Never saw an actual flea on me but mosquitos think I am a 5 Michelin star restaurant. When we catch them on the dogs, we put them into a jar of alchohol....thankfully, they dont do well in arid lands.....
 
My mom is 72 and lives alone with a 16 yo dog. She has a smartphone uses it to browse internet and watch netflix but will leave it in random places in her apartment or won't take it with her when she walks the dog. In last 3 years I drove to her 4 or 5 times bc I couldn't call her and I knew she wasn't feeling well. Luckily it's just 11 km, but still nervewrecking.

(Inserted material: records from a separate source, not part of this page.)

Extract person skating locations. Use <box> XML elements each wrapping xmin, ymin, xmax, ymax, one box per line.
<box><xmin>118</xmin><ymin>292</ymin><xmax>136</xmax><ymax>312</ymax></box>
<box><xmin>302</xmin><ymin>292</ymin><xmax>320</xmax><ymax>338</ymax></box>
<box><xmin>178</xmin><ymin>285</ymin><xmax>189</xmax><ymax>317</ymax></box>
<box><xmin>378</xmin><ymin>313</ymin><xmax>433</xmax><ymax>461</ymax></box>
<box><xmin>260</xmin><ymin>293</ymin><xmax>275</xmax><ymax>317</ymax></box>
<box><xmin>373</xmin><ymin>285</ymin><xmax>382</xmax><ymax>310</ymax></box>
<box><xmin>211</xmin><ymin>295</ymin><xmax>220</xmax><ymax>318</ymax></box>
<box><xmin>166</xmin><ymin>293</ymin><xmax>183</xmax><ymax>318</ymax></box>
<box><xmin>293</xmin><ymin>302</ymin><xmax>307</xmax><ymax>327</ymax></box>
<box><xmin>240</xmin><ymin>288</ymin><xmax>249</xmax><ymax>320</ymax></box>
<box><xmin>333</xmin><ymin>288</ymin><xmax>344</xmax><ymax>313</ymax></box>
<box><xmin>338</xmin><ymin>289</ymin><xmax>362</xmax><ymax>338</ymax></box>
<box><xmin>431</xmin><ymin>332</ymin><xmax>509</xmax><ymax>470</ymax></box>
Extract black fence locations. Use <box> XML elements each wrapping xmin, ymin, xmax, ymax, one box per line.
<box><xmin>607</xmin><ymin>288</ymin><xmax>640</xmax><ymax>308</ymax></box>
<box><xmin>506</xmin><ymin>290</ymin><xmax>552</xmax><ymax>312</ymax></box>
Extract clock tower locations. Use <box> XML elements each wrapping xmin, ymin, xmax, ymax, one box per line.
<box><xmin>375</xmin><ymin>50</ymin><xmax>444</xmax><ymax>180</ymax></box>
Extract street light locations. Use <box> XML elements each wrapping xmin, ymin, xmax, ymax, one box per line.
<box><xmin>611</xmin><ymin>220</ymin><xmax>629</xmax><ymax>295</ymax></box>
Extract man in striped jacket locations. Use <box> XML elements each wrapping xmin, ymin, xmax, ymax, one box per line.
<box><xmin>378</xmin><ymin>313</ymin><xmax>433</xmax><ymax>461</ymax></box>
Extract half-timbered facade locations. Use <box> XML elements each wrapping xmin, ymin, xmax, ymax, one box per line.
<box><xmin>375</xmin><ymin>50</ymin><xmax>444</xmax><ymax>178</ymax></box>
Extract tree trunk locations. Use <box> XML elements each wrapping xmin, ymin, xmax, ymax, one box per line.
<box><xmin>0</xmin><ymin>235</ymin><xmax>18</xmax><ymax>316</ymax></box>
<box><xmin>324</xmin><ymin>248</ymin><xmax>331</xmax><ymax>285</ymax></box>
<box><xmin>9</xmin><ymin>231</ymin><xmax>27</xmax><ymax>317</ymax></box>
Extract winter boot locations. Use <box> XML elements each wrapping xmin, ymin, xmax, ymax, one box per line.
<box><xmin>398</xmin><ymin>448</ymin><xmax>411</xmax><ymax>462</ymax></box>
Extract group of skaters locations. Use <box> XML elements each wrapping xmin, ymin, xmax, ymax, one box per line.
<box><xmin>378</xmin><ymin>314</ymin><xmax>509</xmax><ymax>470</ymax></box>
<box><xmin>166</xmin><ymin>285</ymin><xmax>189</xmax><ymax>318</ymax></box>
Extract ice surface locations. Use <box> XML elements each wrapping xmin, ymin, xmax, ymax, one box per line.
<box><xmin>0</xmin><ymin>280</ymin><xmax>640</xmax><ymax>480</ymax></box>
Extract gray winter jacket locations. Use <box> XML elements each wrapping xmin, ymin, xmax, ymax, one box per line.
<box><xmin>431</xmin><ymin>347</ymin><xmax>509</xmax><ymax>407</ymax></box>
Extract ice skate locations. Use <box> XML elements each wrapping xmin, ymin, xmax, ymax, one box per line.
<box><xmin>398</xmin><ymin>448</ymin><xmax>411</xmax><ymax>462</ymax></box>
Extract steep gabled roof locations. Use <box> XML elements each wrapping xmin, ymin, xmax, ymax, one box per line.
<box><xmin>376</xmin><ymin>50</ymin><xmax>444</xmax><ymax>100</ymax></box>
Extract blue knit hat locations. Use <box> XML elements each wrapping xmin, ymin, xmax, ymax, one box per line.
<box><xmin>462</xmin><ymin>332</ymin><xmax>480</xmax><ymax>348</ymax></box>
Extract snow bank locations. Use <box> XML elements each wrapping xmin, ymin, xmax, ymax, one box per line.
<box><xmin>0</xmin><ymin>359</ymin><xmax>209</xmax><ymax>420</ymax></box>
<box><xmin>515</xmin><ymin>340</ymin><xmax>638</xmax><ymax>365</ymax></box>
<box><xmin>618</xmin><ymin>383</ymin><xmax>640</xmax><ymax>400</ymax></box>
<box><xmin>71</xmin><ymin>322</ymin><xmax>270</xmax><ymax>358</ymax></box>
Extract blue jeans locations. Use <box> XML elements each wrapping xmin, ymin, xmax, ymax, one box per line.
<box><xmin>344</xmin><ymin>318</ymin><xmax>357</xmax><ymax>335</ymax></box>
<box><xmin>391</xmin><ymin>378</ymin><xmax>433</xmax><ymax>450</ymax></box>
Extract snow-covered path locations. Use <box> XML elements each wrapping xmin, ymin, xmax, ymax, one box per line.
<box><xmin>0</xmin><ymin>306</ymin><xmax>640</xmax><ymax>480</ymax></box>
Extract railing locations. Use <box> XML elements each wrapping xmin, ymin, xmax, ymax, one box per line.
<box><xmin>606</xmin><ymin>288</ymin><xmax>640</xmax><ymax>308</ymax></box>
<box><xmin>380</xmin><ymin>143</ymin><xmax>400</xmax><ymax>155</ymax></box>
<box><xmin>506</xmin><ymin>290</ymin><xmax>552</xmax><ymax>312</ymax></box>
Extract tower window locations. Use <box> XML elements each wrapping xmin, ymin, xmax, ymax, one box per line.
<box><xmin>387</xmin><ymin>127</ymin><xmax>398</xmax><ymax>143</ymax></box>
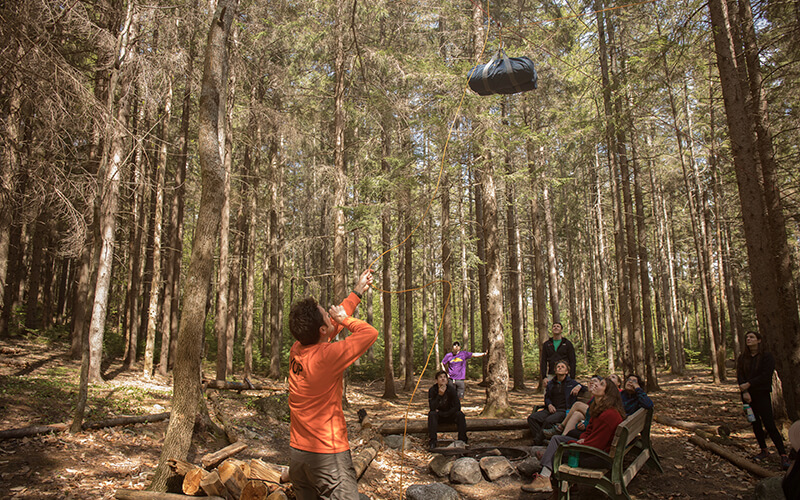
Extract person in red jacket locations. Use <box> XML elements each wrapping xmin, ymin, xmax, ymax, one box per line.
<box><xmin>522</xmin><ymin>377</ymin><xmax>626</xmax><ymax>493</ymax></box>
<box><xmin>289</xmin><ymin>269</ymin><xmax>378</xmax><ymax>500</ymax></box>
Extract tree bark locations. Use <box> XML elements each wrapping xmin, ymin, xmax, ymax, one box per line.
<box><xmin>148</xmin><ymin>0</ymin><xmax>238</xmax><ymax>491</ymax></box>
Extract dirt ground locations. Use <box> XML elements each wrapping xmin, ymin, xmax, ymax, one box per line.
<box><xmin>0</xmin><ymin>338</ymin><xmax>788</xmax><ymax>499</ymax></box>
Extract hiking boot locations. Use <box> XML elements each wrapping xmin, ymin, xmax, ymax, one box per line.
<box><xmin>522</xmin><ymin>474</ymin><xmax>553</xmax><ymax>493</ymax></box>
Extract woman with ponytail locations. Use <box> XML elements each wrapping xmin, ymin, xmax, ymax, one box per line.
<box><xmin>736</xmin><ymin>330</ymin><xmax>789</xmax><ymax>469</ymax></box>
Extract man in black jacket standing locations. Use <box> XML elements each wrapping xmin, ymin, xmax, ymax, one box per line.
<box><xmin>539</xmin><ymin>321</ymin><xmax>575</xmax><ymax>387</ymax></box>
<box><xmin>428</xmin><ymin>370</ymin><xmax>467</xmax><ymax>449</ymax></box>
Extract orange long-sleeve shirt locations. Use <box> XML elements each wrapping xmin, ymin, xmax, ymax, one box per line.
<box><xmin>289</xmin><ymin>293</ymin><xmax>378</xmax><ymax>453</ymax></box>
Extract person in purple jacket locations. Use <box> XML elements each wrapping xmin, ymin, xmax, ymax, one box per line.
<box><xmin>442</xmin><ymin>341</ymin><xmax>486</xmax><ymax>401</ymax></box>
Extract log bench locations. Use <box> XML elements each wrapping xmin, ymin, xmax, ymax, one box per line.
<box><xmin>553</xmin><ymin>408</ymin><xmax>664</xmax><ymax>500</ymax></box>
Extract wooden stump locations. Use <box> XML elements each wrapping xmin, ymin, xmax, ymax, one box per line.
<box><xmin>217</xmin><ymin>459</ymin><xmax>247</xmax><ymax>498</ymax></box>
<box><xmin>239</xmin><ymin>481</ymin><xmax>269</xmax><ymax>500</ymax></box>
<box><xmin>182</xmin><ymin>467</ymin><xmax>208</xmax><ymax>495</ymax></box>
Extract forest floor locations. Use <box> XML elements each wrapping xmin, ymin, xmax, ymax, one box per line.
<box><xmin>0</xmin><ymin>337</ymin><xmax>788</xmax><ymax>499</ymax></box>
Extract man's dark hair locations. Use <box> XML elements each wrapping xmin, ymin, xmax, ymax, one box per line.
<box><xmin>289</xmin><ymin>297</ymin><xmax>325</xmax><ymax>345</ymax></box>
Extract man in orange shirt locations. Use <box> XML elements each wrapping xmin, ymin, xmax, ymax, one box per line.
<box><xmin>289</xmin><ymin>269</ymin><xmax>378</xmax><ymax>500</ymax></box>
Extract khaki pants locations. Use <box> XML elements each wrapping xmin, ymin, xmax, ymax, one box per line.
<box><xmin>289</xmin><ymin>448</ymin><xmax>358</xmax><ymax>500</ymax></box>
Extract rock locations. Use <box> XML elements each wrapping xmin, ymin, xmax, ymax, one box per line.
<box><xmin>406</xmin><ymin>483</ymin><xmax>459</xmax><ymax>500</ymax></box>
<box><xmin>517</xmin><ymin>456</ymin><xmax>542</xmax><ymax>478</ymax></box>
<box><xmin>480</xmin><ymin>457</ymin><xmax>514</xmax><ymax>481</ymax></box>
<box><xmin>383</xmin><ymin>434</ymin><xmax>411</xmax><ymax>450</ymax></box>
<box><xmin>450</xmin><ymin>457</ymin><xmax>483</xmax><ymax>484</ymax></box>
<box><xmin>255</xmin><ymin>392</ymin><xmax>289</xmax><ymax>422</ymax></box>
<box><xmin>428</xmin><ymin>455</ymin><xmax>454</xmax><ymax>477</ymax></box>
<box><xmin>753</xmin><ymin>476</ymin><xmax>785</xmax><ymax>500</ymax></box>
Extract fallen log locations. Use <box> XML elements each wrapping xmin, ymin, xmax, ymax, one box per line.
<box><xmin>653</xmin><ymin>413</ymin><xmax>731</xmax><ymax>437</ymax></box>
<box><xmin>200</xmin><ymin>471</ymin><xmax>232</xmax><ymax>498</ymax></box>
<box><xmin>353</xmin><ymin>440</ymin><xmax>382</xmax><ymax>481</ymax></box>
<box><xmin>203</xmin><ymin>380</ymin><xmax>286</xmax><ymax>391</ymax></box>
<box><xmin>81</xmin><ymin>411</ymin><xmax>169</xmax><ymax>430</ymax></box>
<box><xmin>181</xmin><ymin>467</ymin><xmax>209</xmax><ymax>495</ymax></box>
<box><xmin>217</xmin><ymin>458</ymin><xmax>249</xmax><ymax>498</ymax></box>
<box><xmin>167</xmin><ymin>458</ymin><xmax>200</xmax><ymax>476</ymax></box>
<box><xmin>200</xmin><ymin>441</ymin><xmax>247</xmax><ymax>469</ymax></box>
<box><xmin>208</xmin><ymin>391</ymin><xmax>239</xmax><ymax>443</ymax></box>
<box><xmin>253</xmin><ymin>458</ymin><xmax>283</xmax><ymax>484</ymax></box>
<box><xmin>114</xmin><ymin>488</ymin><xmax>225</xmax><ymax>500</ymax></box>
<box><xmin>689</xmin><ymin>435</ymin><xmax>778</xmax><ymax>477</ymax></box>
<box><xmin>0</xmin><ymin>412</ymin><xmax>169</xmax><ymax>439</ymax></box>
<box><xmin>380</xmin><ymin>418</ymin><xmax>529</xmax><ymax>434</ymax></box>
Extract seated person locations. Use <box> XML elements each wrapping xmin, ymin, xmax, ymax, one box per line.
<box><xmin>528</xmin><ymin>359</ymin><xmax>583</xmax><ymax>446</ymax></box>
<box><xmin>543</xmin><ymin>375</ymin><xmax>603</xmax><ymax>439</ymax></box>
<box><xmin>428</xmin><ymin>370</ymin><xmax>467</xmax><ymax>449</ymax></box>
<box><xmin>522</xmin><ymin>378</ymin><xmax>625</xmax><ymax>492</ymax></box>
<box><xmin>620</xmin><ymin>373</ymin><xmax>653</xmax><ymax>415</ymax></box>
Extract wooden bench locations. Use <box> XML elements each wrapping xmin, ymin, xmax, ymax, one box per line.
<box><xmin>553</xmin><ymin>408</ymin><xmax>664</xmax><ymax>500</ymax></box>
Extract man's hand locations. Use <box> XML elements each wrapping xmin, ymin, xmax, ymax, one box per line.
<box><xmin>353</xmin><ymin>269</ymin><xmax>372</xmax><ymax>294</ymax></box>
<box><xmin>328</xmin><ymin>306</ymin><xmax>347</xmax><ymax>324</ymax></box>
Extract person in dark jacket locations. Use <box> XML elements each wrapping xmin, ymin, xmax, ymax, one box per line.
<box><xmin>528</xmin><ymin>359</ymin><xmax>583</xmax><ymax>446</ymax></box>
<box><xmin>736</xmin><ymin>330</ymin><xmax>789</xmax><ymax>469</ymax></box>
<box><xmin>619</xmin><ymin>373</ymin><xmax>653</xmax><ymax>416</ymax></box>
<box><xmin>428</xmin><ymin>370</ymin><xmax>467</xmax><ymax>449</ymax></box>
<box><xmin>539</xmin><ymin>322</ymin><xmax>576</xmax><ymax>386</ymax></box>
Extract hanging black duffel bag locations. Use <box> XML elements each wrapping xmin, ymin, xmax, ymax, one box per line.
<box><xmin>469</xmin><ymin>49</ymin><xmax>538</xmax><ymax>95</ymax></box>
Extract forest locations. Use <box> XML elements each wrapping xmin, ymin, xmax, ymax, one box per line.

That is a tough situation for you. Like I said, I am 76 and I wear mine in a holster....so if I am cutting down or shredding a tree and something happens, or I fall off one of my motorcycles, I have a chance of reaching the phone. I cant force my current GF to carry her phone in a holster, even though she has a friend who fell off a hay bail and broke her leg and wasnt found right away....I am home alone with two dogs while she is at a trial this weekend 150 miles away and I told her to text me at least once a day so she knows I am alive.